I sigh. It would be nice to see this place cleaned up at some point. “The paper has archival photos of this theater packed to the gills back in the 1940s. Can you imagine? The velvet seats…the old romantic movies….”

Franny mutters and dusts off her coat. “Guys, there could be a drug den or dead bodies in there. Do the cops even check on it?”

I draw my lips into my mouth, stifling a snort. A subtle elbow to my side tells me Meredith is also on the verge of laughing.

“Drug dens and serial killers are probably not the threat here as much as black mold and mice infestations. But go on and get hantavirus if you want,” I say.

“Lead. Asbestos.” Holmes is back to blurting out nouns while not-so-subtly going around Franny to block the entrance with his body. Good man.

Despite the lack of verbs, I know what he’s getting at. “And you wanted the pregnant lady to go in there?” I ask.

Franny shakes her head. “No, not anymore.”

“Good,” I say.

“I’ll come back later with my favorite crowbar to get my story.”

“Have to work. Can we go now?” Holmes mutters. Does he not realize he can leave us behind whenever he wants?

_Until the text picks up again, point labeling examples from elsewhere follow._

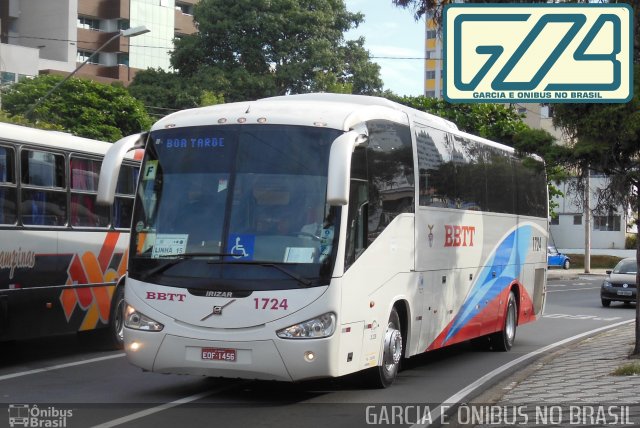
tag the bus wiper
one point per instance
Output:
(179, 257)
(200, 254)
(300, 279)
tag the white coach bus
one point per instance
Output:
(61, 254)
(319, 235)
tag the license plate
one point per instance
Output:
(218, 354)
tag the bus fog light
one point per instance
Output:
(315, 328)
(138, 321)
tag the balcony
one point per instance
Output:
(91, 40)
(105, 9)
(184, 24)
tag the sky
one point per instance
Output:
(391, 31)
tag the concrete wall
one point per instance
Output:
(569, 235)
(50, 26)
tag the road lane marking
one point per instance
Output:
(456, 398)
(60, 366)
(573, 289)
(581, 317)
(166, 406)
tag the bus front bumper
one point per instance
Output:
(286, 360)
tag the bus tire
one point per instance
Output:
(384, 375)
(502, 341)
(114, 333)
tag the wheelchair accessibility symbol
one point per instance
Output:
(241, 246)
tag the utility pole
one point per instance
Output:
(587, 224)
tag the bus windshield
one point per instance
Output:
(235, 208)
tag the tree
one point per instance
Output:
(81, 107)
(276, 47)
(163, 92)
(607, 139)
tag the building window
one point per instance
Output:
(7, 78)
(123, 59)
(606, 223)
(185, 8)
(88, 23)
(82, 56)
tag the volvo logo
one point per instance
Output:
(217, 310)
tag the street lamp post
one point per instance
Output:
(131, 32)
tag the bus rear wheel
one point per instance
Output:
(384, 375)
(503, 340)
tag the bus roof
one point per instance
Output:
(53, 139)
(337, 111)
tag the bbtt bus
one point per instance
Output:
(319, 235)
(61, 254)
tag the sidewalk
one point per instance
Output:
(574, 385)
(573, 273)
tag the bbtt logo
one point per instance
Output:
(538, 53)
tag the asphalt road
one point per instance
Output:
(64, 374)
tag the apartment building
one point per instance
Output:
(55, 36)
(434, 62)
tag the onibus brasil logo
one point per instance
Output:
(538, 53)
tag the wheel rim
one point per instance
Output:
(392, 348)
(119, 320)
(510, 325)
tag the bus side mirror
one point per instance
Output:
(108, 180)
(340, 167)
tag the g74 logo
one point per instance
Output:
(538, 53)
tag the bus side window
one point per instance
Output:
(357, 222)
(44, 196)
(123, 203)
(8, 209)
(84, 184)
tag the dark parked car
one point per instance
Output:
(620, 284)
(555, 258)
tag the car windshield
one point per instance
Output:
(629, 267)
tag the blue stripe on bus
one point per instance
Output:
(506, 261)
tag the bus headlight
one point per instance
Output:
(322, 326)
(137, 321)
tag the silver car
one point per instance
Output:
(620, 284)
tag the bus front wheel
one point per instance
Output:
(113, 335)
(384, 375)
(503, 340)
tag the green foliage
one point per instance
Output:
(163, 92)
(20, 120)
(606, 138)
(276, 47)
(81, 107)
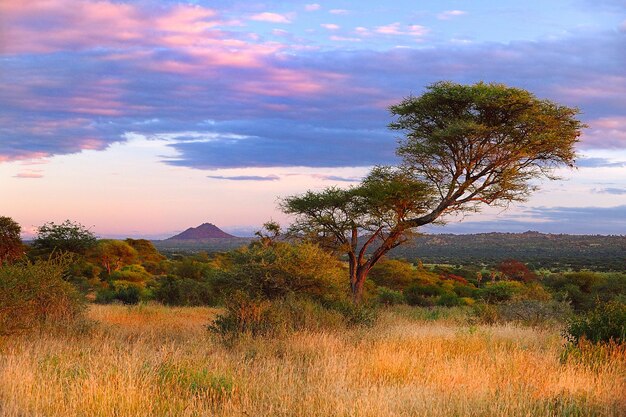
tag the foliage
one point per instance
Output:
(11, 247)
(65, 237)
(516, 270)
(606, 323)
(173, 290)
(395, 274)
(482, 143)
(464, 146)
(280, 269)
(528, 312)
(257, 317)
(585, 289)
(499, 291)
(388, 297)
(337, 218)
(113, 254)
(123, 292)
(147, 255)
(35, 294)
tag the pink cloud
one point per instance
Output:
(270, 17)
(605, 132)
(29, 174)
(449, 14)
(41, 26)
(398, 29)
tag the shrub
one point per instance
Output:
(172, 290)
(534, 312)
(123, 291)
(606, 323)
(390, 297)
(257, 317)
(394, 274)
(494, 292)
(35, 294)
(449, 299)
(280, 269)
(528, 312)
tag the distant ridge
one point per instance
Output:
(204, 231)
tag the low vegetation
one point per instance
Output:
(150, 360)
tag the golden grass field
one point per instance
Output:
(160, 361)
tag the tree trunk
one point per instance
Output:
(358, 283)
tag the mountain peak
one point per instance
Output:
(204, 231)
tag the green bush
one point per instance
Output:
(496, 292)
(524, 311)
(172, 290)
(606, 323)
(258, 317)
(449, 299)
(390, 297)
(277, 270)
(35, 294)
(535, 312)
(395, 274)
(122, 291)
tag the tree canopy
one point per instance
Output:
(11, 247)
(65, 237)
(463, 146)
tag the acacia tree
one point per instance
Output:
(65, 237)
(463, 146)
(11, 247)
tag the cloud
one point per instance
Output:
(611, 190)
(449, 14)
(82, 77)
(270, 17)
(398, 29)
(599, 163)
(245, 177)
(32, 173)
(336, 178)
(344, 39)
(566, 220)
(606, 132)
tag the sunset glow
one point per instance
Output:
(143, 118)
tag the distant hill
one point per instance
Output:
(601, 253)
(549, 250)
(204, 231)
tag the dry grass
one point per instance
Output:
(158, 361)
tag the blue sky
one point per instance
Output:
(143, 118)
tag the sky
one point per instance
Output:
(143, 118)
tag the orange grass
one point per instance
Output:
(159, 361)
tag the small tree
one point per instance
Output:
(113, 254)
(65, 237)
(11, 247)
(464, 145)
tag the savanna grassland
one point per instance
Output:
(150, 360)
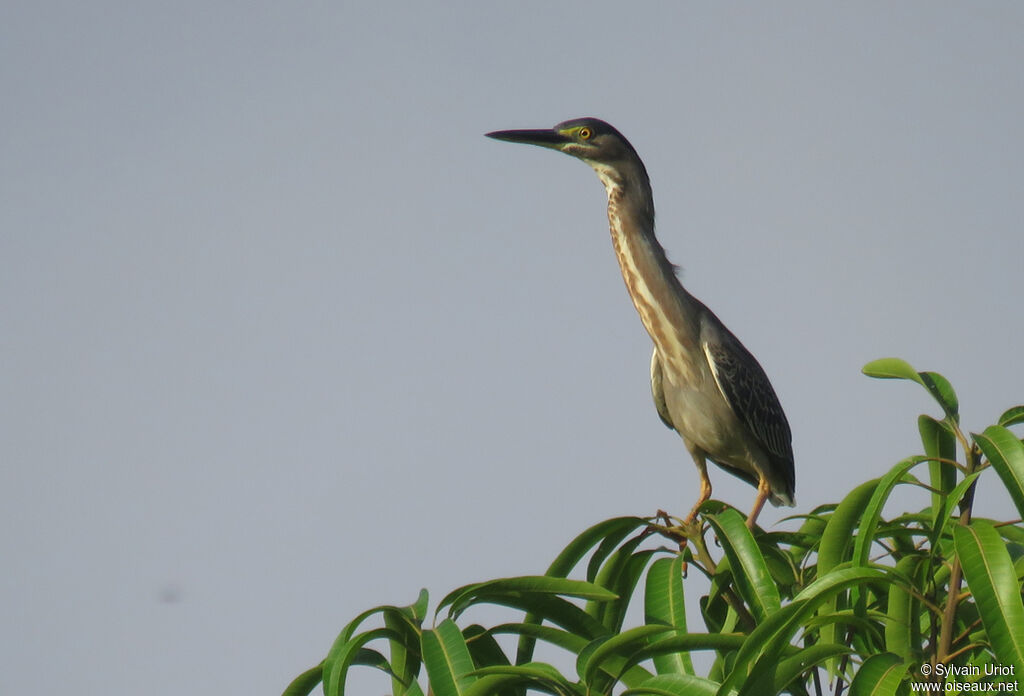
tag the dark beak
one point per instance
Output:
(544, 137)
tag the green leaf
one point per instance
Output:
(754, 581)
(620, 576)
(345, 653)
(477, 593)
(838, 534)
(764, 645)
(616, 650)
(879, 676)
(448, 660)
(536, 676)
(937, 386)
(1012, 417)
(1007, 454)
(939, 442)
(690, 642)
(305, 683)
(891, 368)
(902, 614)
(674, 685)
(792, 667)
(872, 512)
(946, 505)
(942, 392)
(991, 578)
(665, 604)
(571, 642)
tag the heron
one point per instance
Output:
(707, 385)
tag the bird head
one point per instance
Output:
(592, 140)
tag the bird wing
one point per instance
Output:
(750, 394)
(657, 389)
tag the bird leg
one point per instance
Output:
(705, 488)
(764, 489)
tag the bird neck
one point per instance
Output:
(665, 307)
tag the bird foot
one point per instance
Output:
(679, 530)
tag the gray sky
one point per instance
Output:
(284, 337)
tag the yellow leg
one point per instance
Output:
(764, 490)
(705, 488)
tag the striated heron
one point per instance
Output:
(707, 386)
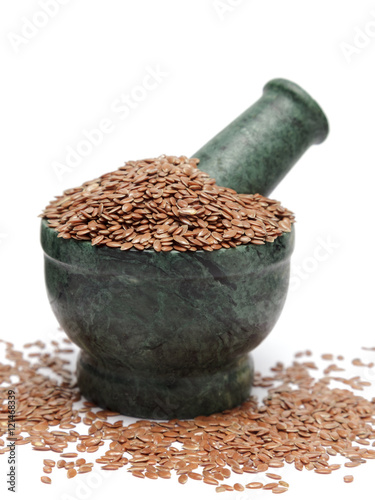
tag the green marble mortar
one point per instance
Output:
(167, 335)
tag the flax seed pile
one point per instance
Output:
(302, 422)
(165, 204)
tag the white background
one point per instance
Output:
(215, 57)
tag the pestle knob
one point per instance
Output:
(254, 152)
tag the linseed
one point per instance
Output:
(165, 204)
(302, 422)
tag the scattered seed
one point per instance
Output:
(254, 485)
(71, 473)
(183, 478)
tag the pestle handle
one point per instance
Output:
(254, 152)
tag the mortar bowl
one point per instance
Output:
(166, 335)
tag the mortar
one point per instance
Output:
(165, 335)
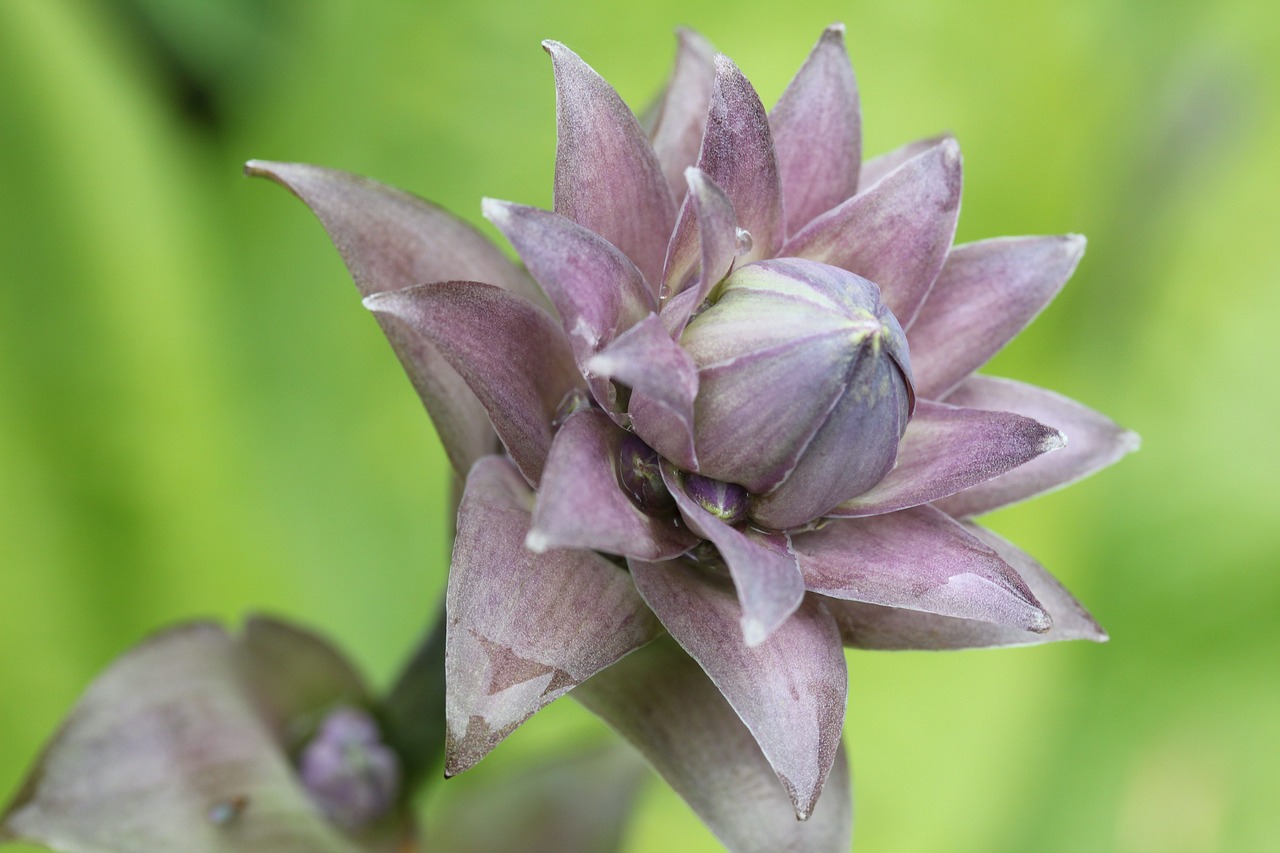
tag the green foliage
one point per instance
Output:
(199, 419)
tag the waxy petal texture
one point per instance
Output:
(789, 690)
(890, 628)
(511, 354)
(169, 751)
(986, 293)
(524, 628)
(917, 559)
(580, 503)
(607, 177)
(663, 382)
(946, 450)
(737, 155)
(1092, 443)
(766, 575)
(391, 240)
(896, 233)
(817, 132)
(597, 290)
(677, 133)
(663, 703)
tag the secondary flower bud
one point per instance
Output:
(804, 387)
(351, 774)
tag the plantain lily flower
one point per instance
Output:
(728, 396)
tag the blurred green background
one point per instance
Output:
(197, 416)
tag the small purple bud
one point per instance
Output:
(727, 501)
(640, 474)
(347, 769)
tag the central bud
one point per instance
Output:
(804, 387)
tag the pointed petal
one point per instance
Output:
(876, 168)
(663, 382)
(607, 176)
(986, 293)
(890, 628)
(918, 559)
(163, 743)
(391, 240)
(737, 155)
(594, 287)
(790, 689)
(512, 355)
(524, 628)
(896, 233)
(766, 575)
(580, 503)
(663, 703)
(946, 450)
(718, 246)
(677, 133)
(1092, 443)
(817, 131)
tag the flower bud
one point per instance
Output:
(347, 769)
(804, 387)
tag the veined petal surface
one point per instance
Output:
(986, 293)
(918, 559)
(789, 689)
(890, 628)
(581, 505)
(946, 450)
(896, 233)
(817, 132)
(524, 628)
(661, 701)
(677, 133)
(766, 575)
(513, 356)
(1092, 442)
(607, 177)
(392, 240)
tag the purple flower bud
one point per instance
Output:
(727, 501)
(641, 477)
(804, 387)
(351, 774)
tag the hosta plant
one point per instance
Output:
(718, 423)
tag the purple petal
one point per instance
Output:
(581, 505)
(597, 290)
(874, 169)
(663, 382)
(522, 628)
(662, 702)
(1092, 443)
(918, 559)
(790, 689)
(512, 355)
(946, 450)
(718, 246)
(890, 628)
(986, 293)
(767, 578)
(168, 751)
(607, 177)
(391, 240)
(737, 155)
(817, 132)
(896, 233)
(677, 133)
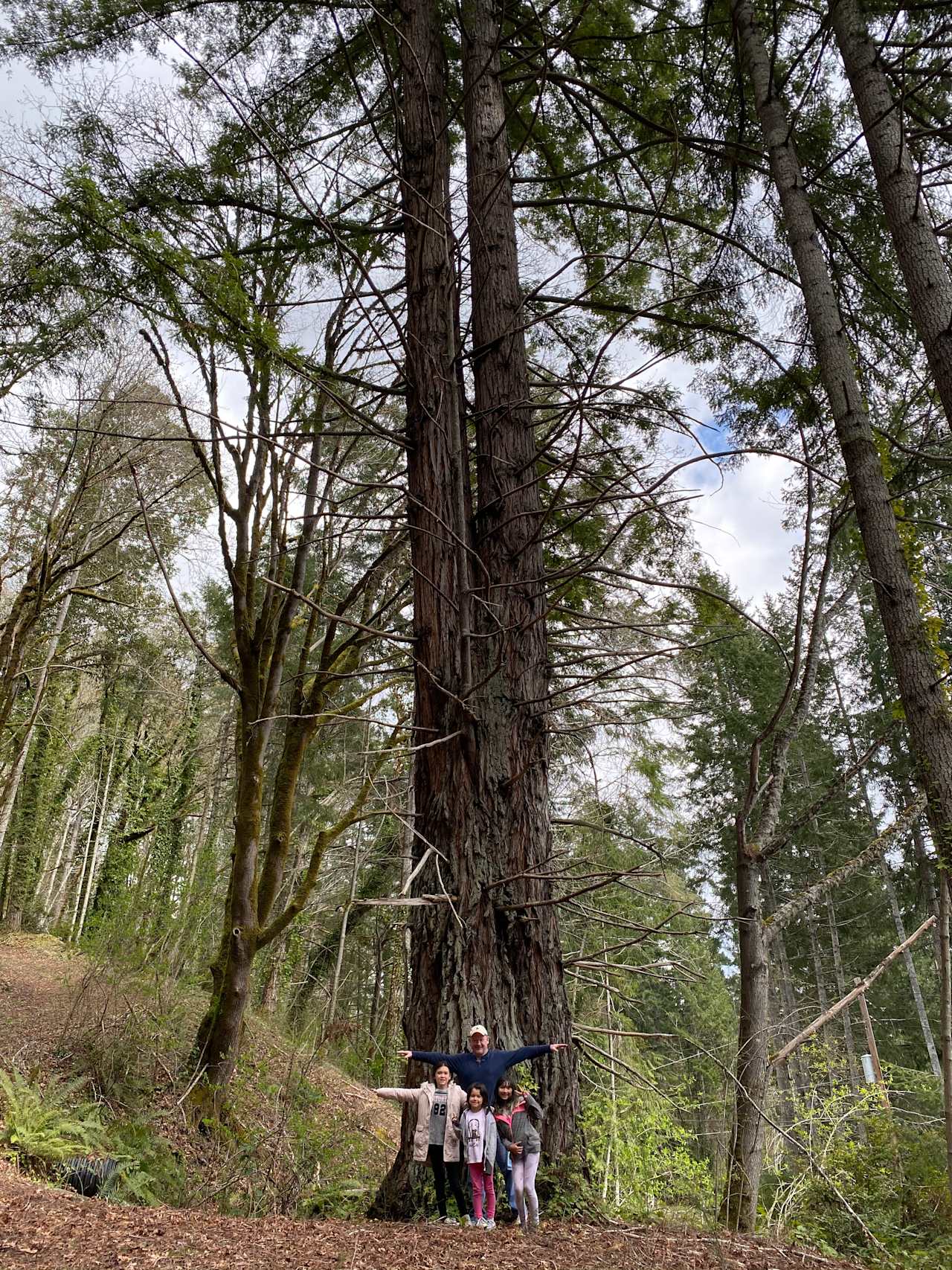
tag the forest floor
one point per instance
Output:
(48, 1228)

Meredith and I glance at each other. “Favorite crowbar?” Meredith mouths as we make our way back to the office.

“That implies she has multiple crowbars,” I whisper as we walk side by side.

Meredith snickers.

When we arrive at the newspaper office, a stretch SUV limousine is parked out front along the street.

My stomach lurches. That’s an unusual site for our sleepy little town. It couldn’t be Alex Martin, could it?